Updated 11:21 p.m.
YORK, Pa. — Gov. Tom Wolf has been elected to a second term as Pennsylvania’s governor on a ticket with Braddock Mayor John Fetterman as his running mate, according to the Associated Press.
Democrat Wolf defeated Republican Scott Wagner, a former state senator from York County, with 58 to 41 percent of the vote, according to unofficial election results.
Shortly after 9 p.m., Wolf emerged to chants of “four more years!”
“I want to introduce myself: I am Tom Wolf. I am John Fetterman’s running mate,” the governor said to laughter. “We make an incredible team, don’t you think? … We are going to do great things for Pennsylvania.”

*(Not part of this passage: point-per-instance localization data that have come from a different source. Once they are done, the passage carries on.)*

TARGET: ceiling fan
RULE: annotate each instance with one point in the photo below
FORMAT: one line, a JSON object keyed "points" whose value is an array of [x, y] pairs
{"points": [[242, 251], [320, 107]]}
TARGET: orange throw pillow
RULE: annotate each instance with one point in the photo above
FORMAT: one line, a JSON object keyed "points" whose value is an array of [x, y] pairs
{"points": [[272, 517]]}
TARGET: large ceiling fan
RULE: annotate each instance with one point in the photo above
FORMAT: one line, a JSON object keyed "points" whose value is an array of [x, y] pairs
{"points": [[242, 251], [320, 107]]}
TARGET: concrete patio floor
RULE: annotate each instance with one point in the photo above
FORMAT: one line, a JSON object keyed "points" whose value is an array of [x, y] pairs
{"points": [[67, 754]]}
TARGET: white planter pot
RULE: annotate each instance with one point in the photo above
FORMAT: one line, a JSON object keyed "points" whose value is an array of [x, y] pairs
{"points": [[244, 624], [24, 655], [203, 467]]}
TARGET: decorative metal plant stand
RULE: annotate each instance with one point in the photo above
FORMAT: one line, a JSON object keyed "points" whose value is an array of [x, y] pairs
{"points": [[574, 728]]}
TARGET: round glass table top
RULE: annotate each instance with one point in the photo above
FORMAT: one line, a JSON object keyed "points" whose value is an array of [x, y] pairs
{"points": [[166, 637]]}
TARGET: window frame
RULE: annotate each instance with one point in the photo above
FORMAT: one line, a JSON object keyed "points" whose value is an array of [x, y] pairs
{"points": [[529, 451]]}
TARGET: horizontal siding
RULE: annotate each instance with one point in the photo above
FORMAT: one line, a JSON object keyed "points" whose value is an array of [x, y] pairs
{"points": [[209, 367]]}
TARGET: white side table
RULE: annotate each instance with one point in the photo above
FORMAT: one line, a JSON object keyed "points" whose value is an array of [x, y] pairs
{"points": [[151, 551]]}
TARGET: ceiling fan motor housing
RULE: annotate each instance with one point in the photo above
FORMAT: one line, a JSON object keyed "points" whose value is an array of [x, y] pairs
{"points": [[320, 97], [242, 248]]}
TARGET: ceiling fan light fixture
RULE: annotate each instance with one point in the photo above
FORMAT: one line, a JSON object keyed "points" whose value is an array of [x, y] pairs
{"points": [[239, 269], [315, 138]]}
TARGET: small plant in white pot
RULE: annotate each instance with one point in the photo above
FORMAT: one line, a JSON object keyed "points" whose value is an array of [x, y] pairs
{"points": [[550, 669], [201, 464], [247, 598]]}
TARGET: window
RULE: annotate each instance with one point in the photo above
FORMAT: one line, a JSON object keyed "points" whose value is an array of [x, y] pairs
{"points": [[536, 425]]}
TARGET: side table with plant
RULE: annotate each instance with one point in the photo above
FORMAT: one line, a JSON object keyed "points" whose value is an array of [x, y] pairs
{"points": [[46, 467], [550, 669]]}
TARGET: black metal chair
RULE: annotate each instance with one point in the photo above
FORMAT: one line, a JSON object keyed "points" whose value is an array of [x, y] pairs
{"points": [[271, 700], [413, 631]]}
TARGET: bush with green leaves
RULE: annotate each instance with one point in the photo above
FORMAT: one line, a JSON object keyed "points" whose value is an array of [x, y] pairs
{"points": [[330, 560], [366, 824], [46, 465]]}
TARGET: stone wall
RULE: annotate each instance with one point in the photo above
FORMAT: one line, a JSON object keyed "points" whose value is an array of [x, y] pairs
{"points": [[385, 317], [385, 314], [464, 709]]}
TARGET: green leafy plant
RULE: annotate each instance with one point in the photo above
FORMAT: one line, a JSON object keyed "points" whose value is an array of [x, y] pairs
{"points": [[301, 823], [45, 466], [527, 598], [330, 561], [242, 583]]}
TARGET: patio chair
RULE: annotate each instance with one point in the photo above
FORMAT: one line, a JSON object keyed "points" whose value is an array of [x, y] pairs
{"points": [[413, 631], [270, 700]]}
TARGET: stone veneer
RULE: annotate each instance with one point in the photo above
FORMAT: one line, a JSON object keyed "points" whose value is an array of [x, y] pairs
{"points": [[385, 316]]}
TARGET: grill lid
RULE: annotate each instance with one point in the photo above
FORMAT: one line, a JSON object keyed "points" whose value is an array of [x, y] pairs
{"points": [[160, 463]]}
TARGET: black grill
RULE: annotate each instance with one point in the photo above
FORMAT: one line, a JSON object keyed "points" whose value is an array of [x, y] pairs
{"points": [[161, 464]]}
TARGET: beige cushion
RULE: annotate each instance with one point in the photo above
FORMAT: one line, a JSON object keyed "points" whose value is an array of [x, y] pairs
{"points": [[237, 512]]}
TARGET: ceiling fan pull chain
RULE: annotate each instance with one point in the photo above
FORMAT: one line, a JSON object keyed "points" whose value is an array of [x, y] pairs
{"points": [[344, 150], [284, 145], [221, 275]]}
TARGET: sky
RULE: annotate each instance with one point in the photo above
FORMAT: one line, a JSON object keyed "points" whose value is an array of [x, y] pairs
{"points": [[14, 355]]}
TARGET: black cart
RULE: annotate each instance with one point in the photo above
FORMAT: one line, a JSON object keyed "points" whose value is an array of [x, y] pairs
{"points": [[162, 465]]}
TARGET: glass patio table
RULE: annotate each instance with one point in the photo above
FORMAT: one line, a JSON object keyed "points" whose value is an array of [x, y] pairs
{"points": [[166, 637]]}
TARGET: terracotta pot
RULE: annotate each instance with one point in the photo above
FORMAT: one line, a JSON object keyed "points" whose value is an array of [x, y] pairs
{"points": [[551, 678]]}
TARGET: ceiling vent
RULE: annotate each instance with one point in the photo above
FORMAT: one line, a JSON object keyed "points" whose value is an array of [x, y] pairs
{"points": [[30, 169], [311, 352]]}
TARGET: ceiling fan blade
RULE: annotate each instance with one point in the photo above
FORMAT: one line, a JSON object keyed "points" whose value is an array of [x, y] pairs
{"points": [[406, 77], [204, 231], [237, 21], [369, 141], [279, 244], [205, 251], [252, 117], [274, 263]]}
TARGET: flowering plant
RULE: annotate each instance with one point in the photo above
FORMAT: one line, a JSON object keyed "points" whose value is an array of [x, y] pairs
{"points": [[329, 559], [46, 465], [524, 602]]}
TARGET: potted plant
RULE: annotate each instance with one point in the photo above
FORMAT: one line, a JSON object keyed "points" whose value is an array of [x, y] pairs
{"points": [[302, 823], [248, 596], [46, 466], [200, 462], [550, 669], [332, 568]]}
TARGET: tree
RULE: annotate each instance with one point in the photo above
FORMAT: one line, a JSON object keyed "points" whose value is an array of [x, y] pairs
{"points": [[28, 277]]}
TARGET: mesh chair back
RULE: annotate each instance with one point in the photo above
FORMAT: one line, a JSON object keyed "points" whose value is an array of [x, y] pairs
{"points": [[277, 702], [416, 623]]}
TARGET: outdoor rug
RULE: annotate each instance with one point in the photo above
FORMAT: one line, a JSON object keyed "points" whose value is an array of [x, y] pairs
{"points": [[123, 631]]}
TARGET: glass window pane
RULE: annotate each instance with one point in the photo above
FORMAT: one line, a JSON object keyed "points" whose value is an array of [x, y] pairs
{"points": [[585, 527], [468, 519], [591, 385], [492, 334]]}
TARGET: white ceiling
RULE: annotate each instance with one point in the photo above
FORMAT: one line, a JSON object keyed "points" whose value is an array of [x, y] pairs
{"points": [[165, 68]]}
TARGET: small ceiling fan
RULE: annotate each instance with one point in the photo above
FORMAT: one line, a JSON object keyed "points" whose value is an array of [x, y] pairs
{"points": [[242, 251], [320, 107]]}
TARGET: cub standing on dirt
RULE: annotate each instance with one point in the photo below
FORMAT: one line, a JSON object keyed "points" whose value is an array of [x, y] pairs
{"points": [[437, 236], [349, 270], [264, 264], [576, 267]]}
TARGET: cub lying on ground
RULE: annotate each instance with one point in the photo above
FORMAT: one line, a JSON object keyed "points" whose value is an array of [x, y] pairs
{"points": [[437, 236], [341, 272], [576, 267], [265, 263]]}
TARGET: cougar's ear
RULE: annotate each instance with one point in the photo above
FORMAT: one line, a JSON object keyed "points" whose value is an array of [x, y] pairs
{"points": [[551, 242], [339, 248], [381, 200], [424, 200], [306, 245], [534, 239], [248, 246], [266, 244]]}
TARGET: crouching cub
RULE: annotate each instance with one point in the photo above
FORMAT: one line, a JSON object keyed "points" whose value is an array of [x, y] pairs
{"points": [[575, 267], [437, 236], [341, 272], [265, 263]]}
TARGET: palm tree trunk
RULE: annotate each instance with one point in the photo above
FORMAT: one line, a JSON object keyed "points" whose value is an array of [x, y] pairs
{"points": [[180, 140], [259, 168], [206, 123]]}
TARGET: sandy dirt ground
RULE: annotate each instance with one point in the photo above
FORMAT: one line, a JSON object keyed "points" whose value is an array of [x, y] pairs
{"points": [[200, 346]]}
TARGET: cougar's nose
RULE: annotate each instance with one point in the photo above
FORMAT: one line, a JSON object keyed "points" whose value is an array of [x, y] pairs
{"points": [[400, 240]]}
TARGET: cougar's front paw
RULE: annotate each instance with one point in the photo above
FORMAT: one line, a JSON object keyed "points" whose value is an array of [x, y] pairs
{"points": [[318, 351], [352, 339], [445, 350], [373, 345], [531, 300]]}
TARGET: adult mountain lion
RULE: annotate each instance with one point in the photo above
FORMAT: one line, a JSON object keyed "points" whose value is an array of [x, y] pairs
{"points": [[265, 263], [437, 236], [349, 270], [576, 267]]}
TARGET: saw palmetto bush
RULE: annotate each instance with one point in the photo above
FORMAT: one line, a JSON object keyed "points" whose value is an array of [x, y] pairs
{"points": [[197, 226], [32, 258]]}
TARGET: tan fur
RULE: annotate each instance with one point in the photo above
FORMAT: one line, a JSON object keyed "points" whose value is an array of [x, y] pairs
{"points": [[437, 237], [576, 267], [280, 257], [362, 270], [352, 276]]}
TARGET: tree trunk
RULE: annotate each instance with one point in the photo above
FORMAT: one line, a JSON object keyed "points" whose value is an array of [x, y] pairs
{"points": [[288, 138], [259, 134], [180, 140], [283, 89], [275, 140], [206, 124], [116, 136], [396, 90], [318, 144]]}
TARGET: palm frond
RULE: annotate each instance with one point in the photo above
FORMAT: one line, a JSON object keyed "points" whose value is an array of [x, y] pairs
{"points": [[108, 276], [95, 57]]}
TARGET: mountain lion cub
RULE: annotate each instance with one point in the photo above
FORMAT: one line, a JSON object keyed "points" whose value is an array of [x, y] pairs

“You did everything to make this possible,” Wolf told the crowd at his election night party in York. “You made calls. You got people out to vote. You canvassed. You voted. And by voting you did some really amazing things. And what you did, I think, is make a really great future for Pennsylvania.”
“Pennsylvania has to be a fairer place, and you understand that — and you voted for that.”
“We still have a lot of work to do. So let’s get back to work,” Wolf said.
With a commanding lead in recent polls and strong fundraising advantage, a Wolf win was expected. While Republicans had hoped to capitalize on President Donald Trump’s surprising 2016 victory in the commonwealth, GOP observers expected to be disappointed by weak top-of-the-ticket candidates.
Wagner conceded the race after 10 p.m.
“I don’t have a prepared speech. I’ve told you all I’m not trying to be politically correct,” Wagner said. “I expected the outcome to be different.”
The race was criticized as sleepy affair that didn’t focus enough on substance. Wolf agreed to just one debate, a spectacle moderated by Jeopardy! host Alex Trebek that yielded little to no new information about either candidate.
The campaign’s biggest headline came after Wagner threatened to stomp on Wolf’s face with golf spikes.
Wolf won his first term as a businessman who vowed to reform Harrisburg and restore deep cuts to education. His proposals to do so were met with fierce opposition from the Republican-controlled General Assembly, and he signed only three of the four budgets passed during his first term.
Wolf will be joined in Harrisburg by newly elected lieutenant governor, Fetterman.
Fetterman has become synonymous with Braddock since he was elected to represent the struggling steel town in 2005. He unsuccessfully ran for Senate in 2016 on a progressive platform of legal marijuana, preserving the Affordable Care Act, and humane immigration reform (his wife Gisele was undocumented as a child).
At the Wolf party tonight in York, Gisele Fetterman talked about what the win means about Pennsylvania shortly after major TV networks began projecting Wolf as the winner — essentially as the polls closed at 8 p.m.
“We want to continue to move in the right direction. We do not support hateful rhetoric. This is not who we are as a state,” she said.
Fetterman beat incumbent Lt. Gov. Mike Stack and three other Democrats in the May primary. Wolf stripped Stack of his security detail in April 2017 after reports that he was verbally abusive to staff, and their relationship was described as “chilly and distant.”
While the soft-spoken Wolf refrained from responding directly to Wagner’s insults, Fetterman regularly came to his running mate’s defense on Twitter.
Pennsylvania’s lieutenant governor presides over the state Senate and chairs the Pennsylvania Board of Pardons.
‘Mixed feeling about him leaving’
In Braddock, a crowd gathered at the bar of Peppers N’at beneath a television carrying live election coverage. It wasn’t long after the polls closed that Wolf and Fetterman were named the projected winners in Pennsylvania’s race for governor and lieutenant governor.
“Honestly, I think he can do better for Braddock being lieutenant governor than being mayor of Braddock,” Peppers N’at owner Bob Portogallo said of Fetterman.
“I mean, we don’t like to lose him as mayor, but ultimately I think it would be better for us.”
Portogallo elaborated, saying he hopes Fetterman uses his new position to bring state resources, tax money and attention to the long-struggling borough.
In his tenure as mayor, a largely ceremonial position, Fetterman has succeeded in raising Braddock’s profile in his bids for Senate and lieutenant governor and through his ability to attract a steady stream of media coverage.
For those reasons, some question what Fetterman’s LG win means for the borough in the midst of a slow and long-delayed comeback.
“It seems like there are mixed feeling about him leaving,” said Collette Walsh of Braddock. “I have a lot of neighbors that don’t want him to leave. So I’m curious what happens next.”
Fetterman has said he will keep Braddock as his “base of operations” and that he remains committed to improving the borough’s trajectory. His successor would be appointed by borough council. It’s unclear at this time who that successor might be.